2. Customers still go to branches for important life moments
As COVID fades, people will still have a psychological need for human interaction at important life moments. People need to feel reassured when it comes to life events like sending a child overseas for education, managing generational wealth transfers, establishing a wealth plan, bereavement or buying a home. This means we can expect some return to “normal” post-COVID – and branches will see a significant proportion of this type of activity. What remains to be seen is how far people will be willing to use video conferencing as part of this, which may in turn depend on factors like how long social distancing remains.
3. Bank branches become more like service lounges
The way branches look and feel will change. Branches will become less about rows of tellers managing daily transactions, which can now be done online – and more like service lounges. Agents will be on hand to guide customers through transactions on their own devices, and space will be broken up into more casual seating areas for deeper private conversations. Changing the layout of branches in this way will also support any ongoing social distancing.

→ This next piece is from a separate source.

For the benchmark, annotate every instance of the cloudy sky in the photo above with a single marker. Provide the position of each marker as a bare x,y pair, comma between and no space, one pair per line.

4. Regulatory collaboration on digitisation accelerates
Regulators and banks were able to work together to rapidly help customers keep banking during the early days of COVID – including collaboration to support greater availability of digital and video banking services in some markets. We predict that this cooperation will grow as digitalisation continues to accelerate and evolves into new areas like AI and machine learning.
5. Established banks compete like challenger banks, and form more partnerships
Increased digitisation for customers will also drive more partnerships between banks and platforms like online retailers and social platforms, so you can bank where you spend or socialise. Separately, as we’re seeing new digital entrants to retail banking markets around the world, we also predict that established international banks will begin to challenge with increasingly scalable digital platforms inside and outside their home markets. The benefit of both changes for consumers will be clear: more choice. For the established banks it’s an opportunity to compete in new markets, segments and marketplaces.
In general, AI and data analytics will be key areas of focus for investment in digital capabilities, as banks shift from using these not just to monitor transactions but also assist customers via “conversational banking”. Banks like HSBC will be merging human and digital channels to provide help to customers more quickly and at a lower cost. For example, customers can begin a conversation in the HSBC mobile app with an AI chatbot, which is capable of answering simple questions immediately, but enquiries that are more complex get passed on to front-line colleagues.
With the growing popularity of instant messages and demand for 24/7 banking services, conversational banking involving AI chatbots enables banks to engage with customers more promptly and effectively. At HSBC, we held 10 million chat conversations in 2019 across personal banking – and we expect to reach 10 million chat conversations a month by 2024.
It seems clear that normal post-COVID will not be the same as life before. COVID has made us focus as a society on new solutions to familiar problems in order to help us live our lives during the pandemic – and some of these developments will be permanently embedded. But while some parts of service industries like banking will change, the human element will persist – particularly where complexity is involved and reassurance is needed.